Montag, 5. September 2011

Arm, dumm, wertlos


Neuerdings geht's aber auch Schlag auf Schlag. Bilde ich mir das nur ein oder werden die Einschläge tatsächlich immer dichter? Jedenfalls, so viel steht fest, bei mir werden die Momente immer dichter, wo ich unterm Tisch krieche auf der Suche nach meiner Kinnlade. Letztere folgt immer häufiger der Schwerkraft, wenn mal wieder ein reaktionärer Zeitgenosse unter dem Deckmantel des Konservativismus faschistisches Gedankengut in den öffentlichen Raum emittiert.

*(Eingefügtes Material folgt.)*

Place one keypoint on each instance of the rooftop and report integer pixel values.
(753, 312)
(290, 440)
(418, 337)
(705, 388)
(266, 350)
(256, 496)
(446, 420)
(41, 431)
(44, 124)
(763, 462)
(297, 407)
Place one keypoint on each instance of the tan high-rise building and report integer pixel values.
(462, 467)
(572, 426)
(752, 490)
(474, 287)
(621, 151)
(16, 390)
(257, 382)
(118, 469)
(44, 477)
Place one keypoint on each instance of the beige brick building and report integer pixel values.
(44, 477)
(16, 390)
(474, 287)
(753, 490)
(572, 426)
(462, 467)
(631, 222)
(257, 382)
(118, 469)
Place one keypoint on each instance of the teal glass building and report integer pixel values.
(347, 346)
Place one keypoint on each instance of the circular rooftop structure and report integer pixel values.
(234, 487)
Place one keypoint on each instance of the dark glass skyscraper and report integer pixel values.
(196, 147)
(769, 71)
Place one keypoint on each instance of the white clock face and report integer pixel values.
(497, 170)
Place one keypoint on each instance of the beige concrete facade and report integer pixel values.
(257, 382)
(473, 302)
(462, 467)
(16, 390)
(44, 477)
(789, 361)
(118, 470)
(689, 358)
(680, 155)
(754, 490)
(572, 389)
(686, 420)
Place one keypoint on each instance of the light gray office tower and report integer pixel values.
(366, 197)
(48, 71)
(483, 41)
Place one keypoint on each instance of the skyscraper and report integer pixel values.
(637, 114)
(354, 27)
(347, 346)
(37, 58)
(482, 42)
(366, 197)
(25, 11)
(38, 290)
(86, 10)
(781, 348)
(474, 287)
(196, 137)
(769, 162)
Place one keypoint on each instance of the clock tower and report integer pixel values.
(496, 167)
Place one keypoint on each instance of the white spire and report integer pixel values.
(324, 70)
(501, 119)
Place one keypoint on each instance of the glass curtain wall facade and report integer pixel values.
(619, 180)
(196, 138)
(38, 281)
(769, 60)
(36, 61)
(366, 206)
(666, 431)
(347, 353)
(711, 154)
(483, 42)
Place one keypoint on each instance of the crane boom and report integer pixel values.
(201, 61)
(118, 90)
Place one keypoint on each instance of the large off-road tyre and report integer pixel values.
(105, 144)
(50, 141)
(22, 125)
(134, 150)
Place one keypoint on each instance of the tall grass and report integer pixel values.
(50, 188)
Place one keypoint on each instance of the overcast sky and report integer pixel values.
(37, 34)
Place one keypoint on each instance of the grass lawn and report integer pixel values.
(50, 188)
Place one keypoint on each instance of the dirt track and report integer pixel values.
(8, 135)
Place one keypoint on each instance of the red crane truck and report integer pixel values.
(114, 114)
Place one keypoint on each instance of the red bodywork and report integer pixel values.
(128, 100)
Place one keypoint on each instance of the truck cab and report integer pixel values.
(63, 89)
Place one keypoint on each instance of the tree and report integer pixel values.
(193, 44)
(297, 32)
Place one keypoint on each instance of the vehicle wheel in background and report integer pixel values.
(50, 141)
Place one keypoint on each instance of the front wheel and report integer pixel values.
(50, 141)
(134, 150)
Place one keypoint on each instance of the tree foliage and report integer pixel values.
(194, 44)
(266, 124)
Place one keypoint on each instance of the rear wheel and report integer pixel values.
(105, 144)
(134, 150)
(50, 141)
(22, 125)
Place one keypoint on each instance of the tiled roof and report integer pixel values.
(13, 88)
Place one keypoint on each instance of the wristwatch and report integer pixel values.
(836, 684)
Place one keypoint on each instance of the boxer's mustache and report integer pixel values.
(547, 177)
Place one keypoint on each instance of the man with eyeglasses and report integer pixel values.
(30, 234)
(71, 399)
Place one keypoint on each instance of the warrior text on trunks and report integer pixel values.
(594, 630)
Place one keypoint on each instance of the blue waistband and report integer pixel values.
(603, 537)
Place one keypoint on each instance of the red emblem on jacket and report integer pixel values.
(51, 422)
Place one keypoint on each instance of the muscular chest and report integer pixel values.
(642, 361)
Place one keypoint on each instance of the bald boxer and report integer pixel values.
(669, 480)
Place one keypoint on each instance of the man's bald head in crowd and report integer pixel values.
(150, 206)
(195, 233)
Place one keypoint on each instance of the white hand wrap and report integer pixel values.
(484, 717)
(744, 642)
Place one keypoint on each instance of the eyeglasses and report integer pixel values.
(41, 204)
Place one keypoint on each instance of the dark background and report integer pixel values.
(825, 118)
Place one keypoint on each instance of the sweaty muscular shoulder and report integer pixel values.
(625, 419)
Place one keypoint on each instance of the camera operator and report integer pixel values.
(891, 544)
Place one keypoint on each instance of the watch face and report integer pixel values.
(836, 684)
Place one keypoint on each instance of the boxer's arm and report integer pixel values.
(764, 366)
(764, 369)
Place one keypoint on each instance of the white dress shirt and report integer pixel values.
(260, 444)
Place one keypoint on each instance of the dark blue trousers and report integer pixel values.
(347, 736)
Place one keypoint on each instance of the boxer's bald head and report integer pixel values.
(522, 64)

Ich meine, man ist ja einiges gewohnt in Deutschland, so mit einem Sarrazin und Konsorten. Wo schon mal die konservative Zunge ausrutschen darf und hinterher war's gar nicht so reaktionär gemeint; wobei mittlerweile - oder täusche ich mich? - es hinterher durchaus so gemeint sein darf, wie's vorher von der Zunge gerutscht war - also, so ganz ungeniert eben und frisch von der Leber weg, und ein Blatt vor den Mund muss ebenso wenig genommen werden wie Rücksicht auf irgendwelche Randgruppen, die längst durch den gesellschaftlichen Rost gefallen sind und deswegen keine Rücksicht mehr verdienen. Speziell Randgruppen, die längst gar keine Randgruppen mehr sind, sondern auf dem besten Weg, die Mehrheit der Gesellschaft abzubilden.

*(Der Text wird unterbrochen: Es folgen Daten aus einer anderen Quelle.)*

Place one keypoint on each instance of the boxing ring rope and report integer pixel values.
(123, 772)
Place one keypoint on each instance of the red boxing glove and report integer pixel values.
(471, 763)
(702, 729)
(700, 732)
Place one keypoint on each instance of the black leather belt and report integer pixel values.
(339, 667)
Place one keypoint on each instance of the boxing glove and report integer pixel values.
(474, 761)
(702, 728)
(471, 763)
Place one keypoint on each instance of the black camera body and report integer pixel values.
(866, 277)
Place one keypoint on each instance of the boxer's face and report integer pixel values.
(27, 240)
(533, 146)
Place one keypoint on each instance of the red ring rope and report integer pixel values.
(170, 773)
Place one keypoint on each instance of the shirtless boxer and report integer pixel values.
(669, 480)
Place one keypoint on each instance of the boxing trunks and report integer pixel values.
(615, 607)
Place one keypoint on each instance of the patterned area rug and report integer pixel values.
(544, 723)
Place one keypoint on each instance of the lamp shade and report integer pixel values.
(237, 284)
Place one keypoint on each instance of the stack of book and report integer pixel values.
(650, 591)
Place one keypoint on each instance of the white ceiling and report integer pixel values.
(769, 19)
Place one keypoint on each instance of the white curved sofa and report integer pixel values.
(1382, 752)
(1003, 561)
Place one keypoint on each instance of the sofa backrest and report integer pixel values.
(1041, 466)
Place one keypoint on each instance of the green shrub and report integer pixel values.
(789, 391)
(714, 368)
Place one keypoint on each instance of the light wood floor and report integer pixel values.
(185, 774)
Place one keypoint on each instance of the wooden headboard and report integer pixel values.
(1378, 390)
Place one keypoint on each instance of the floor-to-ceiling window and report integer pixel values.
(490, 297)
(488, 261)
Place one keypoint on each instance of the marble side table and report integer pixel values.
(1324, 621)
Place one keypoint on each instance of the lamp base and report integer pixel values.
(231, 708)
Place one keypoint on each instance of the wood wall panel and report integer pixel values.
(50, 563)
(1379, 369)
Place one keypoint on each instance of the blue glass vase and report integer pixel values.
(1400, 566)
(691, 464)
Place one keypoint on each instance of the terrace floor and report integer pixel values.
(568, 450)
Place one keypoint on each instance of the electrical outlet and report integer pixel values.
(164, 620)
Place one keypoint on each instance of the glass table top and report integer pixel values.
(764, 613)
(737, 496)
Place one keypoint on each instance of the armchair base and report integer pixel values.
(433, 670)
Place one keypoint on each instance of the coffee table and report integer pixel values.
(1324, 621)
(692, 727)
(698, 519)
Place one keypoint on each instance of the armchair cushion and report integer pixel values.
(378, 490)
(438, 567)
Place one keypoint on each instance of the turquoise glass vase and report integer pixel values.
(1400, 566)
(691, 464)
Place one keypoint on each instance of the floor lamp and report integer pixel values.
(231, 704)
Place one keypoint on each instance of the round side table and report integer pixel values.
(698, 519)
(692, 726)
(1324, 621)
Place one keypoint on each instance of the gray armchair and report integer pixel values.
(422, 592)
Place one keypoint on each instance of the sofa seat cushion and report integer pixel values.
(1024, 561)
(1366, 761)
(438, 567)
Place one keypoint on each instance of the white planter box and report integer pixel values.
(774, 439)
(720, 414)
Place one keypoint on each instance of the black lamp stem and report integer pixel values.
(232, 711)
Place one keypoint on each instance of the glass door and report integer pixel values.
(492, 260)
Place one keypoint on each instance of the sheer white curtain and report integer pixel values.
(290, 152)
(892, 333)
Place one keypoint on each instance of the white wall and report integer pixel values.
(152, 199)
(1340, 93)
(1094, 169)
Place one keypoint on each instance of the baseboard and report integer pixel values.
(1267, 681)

Und damit hinüber nach Amerika und "the poor people". Wie, poor people? Hey, aber die sind doch gar nicht arm! Diese 43 Millionen Menschen, die unterhalb der Armutsgrenze leben, können in Wirklichkeit gar nicht arm sein, denn 99,6 Prozent von ihnen besitzen - Achtung, Kinnlade festhalten - einen Kühlschrank! Womit bewiesen ist (siehe Video), dass ein Kühlschrankbesitzer nicht arm sein kann, denn sonst besäße er ja keinen Kühlschrank. Vermutlich gehört heutzutage bereits zur Mittelschicht, wer sich Klopapier leisten kann.

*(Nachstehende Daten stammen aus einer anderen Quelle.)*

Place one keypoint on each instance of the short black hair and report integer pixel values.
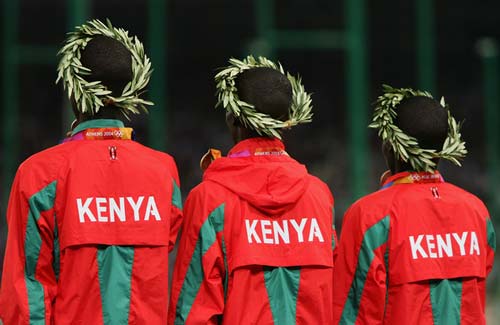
(268, 90)
(425, 119)
(109, 61)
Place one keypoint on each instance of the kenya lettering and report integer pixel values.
(439, 246)
(277, 231)
(101, 209)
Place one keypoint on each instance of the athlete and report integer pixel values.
(91, 221)
(417, 251)
(258, 238)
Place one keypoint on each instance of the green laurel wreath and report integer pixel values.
(406, 147)
(264, 124)
(91, 96)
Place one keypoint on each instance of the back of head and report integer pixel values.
(425, 119)
(109, 61)
(268, 90)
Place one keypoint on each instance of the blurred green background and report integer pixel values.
(344, 51)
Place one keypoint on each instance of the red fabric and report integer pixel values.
(85, 169)
(260, 184)
(430, 210)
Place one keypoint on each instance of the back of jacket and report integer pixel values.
(257, 243)
(415, 252)
(91, 223)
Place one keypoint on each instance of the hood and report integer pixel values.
(271, 183)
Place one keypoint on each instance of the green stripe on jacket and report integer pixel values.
(115, 275)
(176, 195)
(38, 203)
(282, 284)
(446, 300)
(374, 237)
(194, 274)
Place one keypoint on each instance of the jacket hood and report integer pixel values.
(260, 172)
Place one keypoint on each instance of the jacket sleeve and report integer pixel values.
(29, 282)
(176, 213)
(360, 269)
(198, 283)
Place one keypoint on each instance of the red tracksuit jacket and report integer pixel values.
(416, 252)
(90, 225)
(257, 243)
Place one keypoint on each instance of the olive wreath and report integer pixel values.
(91, 96)
(406, 147)
(264, 124)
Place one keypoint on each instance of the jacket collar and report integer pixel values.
(258, 147)
(98, 123)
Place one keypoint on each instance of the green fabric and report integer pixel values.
(38, 203)
(490, 231)
(115, 273)
(194, 274)
(446, 299)
(176, 195)
(56, 264)
(98, 123)
(282, 284)
(374, 237)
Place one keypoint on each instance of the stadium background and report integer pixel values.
(344, 51)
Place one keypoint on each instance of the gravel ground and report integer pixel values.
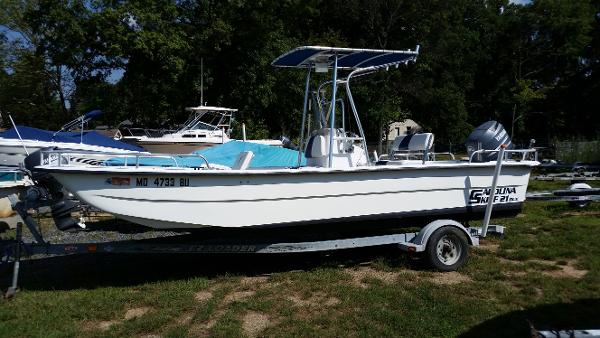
(100, 227)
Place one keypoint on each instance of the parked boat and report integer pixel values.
(206, 127)
(20, 141)
(338, 183)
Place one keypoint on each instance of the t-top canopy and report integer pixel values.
(209, 108)
(348, 58)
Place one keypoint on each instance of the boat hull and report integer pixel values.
(12, 152)
(184, 199)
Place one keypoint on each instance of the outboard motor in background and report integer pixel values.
(60, 206)
(488, 136)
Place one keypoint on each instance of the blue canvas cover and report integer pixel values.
(89, 137)
(265, 156)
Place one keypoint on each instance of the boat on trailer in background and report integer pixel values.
(339, 183)
(206, 127)
(20, 141)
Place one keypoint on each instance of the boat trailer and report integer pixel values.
(444, 242)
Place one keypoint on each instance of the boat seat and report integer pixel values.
(243, 160)
(409, 146)
(316, 147)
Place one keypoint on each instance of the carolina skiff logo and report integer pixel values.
(502, 195)
(118, 180)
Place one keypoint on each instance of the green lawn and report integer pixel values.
(546, 270)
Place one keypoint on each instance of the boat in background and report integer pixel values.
(206, 127)
(339, 183)
(20, 141)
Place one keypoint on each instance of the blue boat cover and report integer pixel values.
(348, 58)
(89, 137)
(10, 175)
(265, 156)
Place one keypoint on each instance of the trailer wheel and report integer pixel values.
(447, 249)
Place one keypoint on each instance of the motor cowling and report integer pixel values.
(488, 136)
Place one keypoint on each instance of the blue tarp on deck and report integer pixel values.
(265, 156)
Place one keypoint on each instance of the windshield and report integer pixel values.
(208, 120)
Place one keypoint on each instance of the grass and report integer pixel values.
(546, 270)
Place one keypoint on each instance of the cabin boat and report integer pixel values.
(339, 183)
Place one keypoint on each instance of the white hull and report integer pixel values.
(12, 152)
(239, 198)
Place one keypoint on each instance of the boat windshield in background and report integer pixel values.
(87, 137)
(225, 155)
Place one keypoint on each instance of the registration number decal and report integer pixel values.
(162, 182)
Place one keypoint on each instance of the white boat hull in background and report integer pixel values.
(12, 152)
(178, 198)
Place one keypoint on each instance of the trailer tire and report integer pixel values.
(447, 249)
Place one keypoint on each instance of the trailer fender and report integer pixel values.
(419, 242)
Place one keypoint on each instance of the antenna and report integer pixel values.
(18, 134)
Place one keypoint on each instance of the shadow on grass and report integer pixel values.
(87, 271)
(581, 314)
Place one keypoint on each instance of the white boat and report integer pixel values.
(339, 183)
(206, 127)
(20, 141)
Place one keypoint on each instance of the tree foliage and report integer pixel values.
(534, 66)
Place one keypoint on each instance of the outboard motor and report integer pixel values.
(489, 136)
(61, 207)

Dass einer von 'denen da unten' trotz seines - sicherlich stets üppig gefüllten - Kühlschrankes arm ist, wird dabei gar nicht abgestritten, allerdings nicht weil er hungert, sondern weil er in Wahrheit - Kinnlade bitte anschnallen - arm im Geiste ist:
"Die Vorstellung, die wir von armen Leuten haben, hungernd und in ärmlichen Verhältnissen lebend, ist nicht akkurat. Viele von ihnen besitzen viele Dinge - was ihnen fehlt, ist der Reichtum an Geist (richness of spirit)."

Nie war es so einfach wie heute, seiner Verachtung für die Unterschicht freien Lauf zu lassen. Hier wird vorgemacht, wie's geht: einfach die Taktik der Entmenschlichung anwenden. Denn Menschen, die es nicht wert sind, als menschliche Wesen respektiert zu werden, sind viel leichter abzuwerten. Genauer, zu entwerten; sie nicht nur als Trash zu bezeichnen, sondern auch als Trash zu behandeln.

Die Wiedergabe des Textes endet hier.